Looking to reverse the economic slowdown, the new Chinese leadership initiated further financial reforms by approving its biggest experimental project to establish a pilot free trade zone in China’s biggest business hub, Shanghai.
The establishment of a pilot free trade zone in Shanghai, the first-of-its-kind on the Chinese mainland, has been formally approved by the central cabinet, paving the way for multi billion venture, fiercely pushed by economist Premier Li Keqiang to get implemented soon, according to a report in state-run daily ‘Global Times’ quoting a Chinese Ministry of Commerce statement.
Its success has far reaching implications for China as it is pushing similar China trade zones different countries, including Utter Pradesh in India, besides an economic corridor connecting China and Pakistan.
China always launched its new economic initiatives on experimental basis in select areas before expanding them to different areas.
Earlier reports said Li had pushed the project hard over ruling opposition to such a hub in the country’s biggest city besides being its main financial hub.
Besides, there are apprehensions that it could pose a serious competition to Hong Kong, which virtually functions like a free trade zone with few restrictions.
The government argues that more reforms are needed to halt the slowdown of the economy which now hovers around 7.5 per cent in GDP terms with predictions that it may go down well seven this year.
Officials say the target of 7.5 per cent set by the government this year may be difficult to achieve in the face global and domestic economic slowdown.

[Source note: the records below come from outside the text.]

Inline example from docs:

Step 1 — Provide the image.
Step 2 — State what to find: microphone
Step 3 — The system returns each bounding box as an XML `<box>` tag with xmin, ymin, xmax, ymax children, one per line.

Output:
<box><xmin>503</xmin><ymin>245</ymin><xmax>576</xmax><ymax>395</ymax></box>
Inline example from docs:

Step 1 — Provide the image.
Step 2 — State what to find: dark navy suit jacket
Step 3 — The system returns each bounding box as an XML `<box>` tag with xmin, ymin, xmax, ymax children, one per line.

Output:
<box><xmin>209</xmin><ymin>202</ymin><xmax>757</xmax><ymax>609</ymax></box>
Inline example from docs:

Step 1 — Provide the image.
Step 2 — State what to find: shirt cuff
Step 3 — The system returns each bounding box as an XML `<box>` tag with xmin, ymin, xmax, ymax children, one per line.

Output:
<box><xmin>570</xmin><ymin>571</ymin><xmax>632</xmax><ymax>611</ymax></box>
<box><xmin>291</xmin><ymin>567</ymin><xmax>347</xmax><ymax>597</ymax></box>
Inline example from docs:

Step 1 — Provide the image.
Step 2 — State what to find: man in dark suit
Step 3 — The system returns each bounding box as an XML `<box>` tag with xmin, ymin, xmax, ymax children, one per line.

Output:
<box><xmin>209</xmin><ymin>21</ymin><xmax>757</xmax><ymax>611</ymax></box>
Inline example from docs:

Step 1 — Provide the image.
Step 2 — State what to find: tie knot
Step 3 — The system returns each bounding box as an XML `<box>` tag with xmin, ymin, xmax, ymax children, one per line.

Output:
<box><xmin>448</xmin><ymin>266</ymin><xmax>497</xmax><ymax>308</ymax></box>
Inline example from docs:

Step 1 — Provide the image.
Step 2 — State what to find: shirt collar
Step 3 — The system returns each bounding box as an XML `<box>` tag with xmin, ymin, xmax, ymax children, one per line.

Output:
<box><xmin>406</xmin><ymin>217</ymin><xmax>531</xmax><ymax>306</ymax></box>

The establishment of the 28.78-sq km area in Shanghai will consist of four separate zones under the special administration of customs, and paves the way for China’s future economic development and will boost the country’s global competitiveness, experts said.
“The establishment of the zone could facilitate the liberalisation of yuan capital accounts. In the future, for example, foreign entities may be able to issue bonds and be allowed to get yuan—denominated loans in the Shanghai zone,” Zhou Yu, director of the Research Center of International Finance at the Shanghai Academy of Social Sciences, told Global Times.
“The main task of the Shanghai zone is to explore the new paths and models for China to open up, to push the pace of the transformation of government functions and reforms of the administrative system, to upgrade the means for economic development and to optimise economic structure,” the statement said.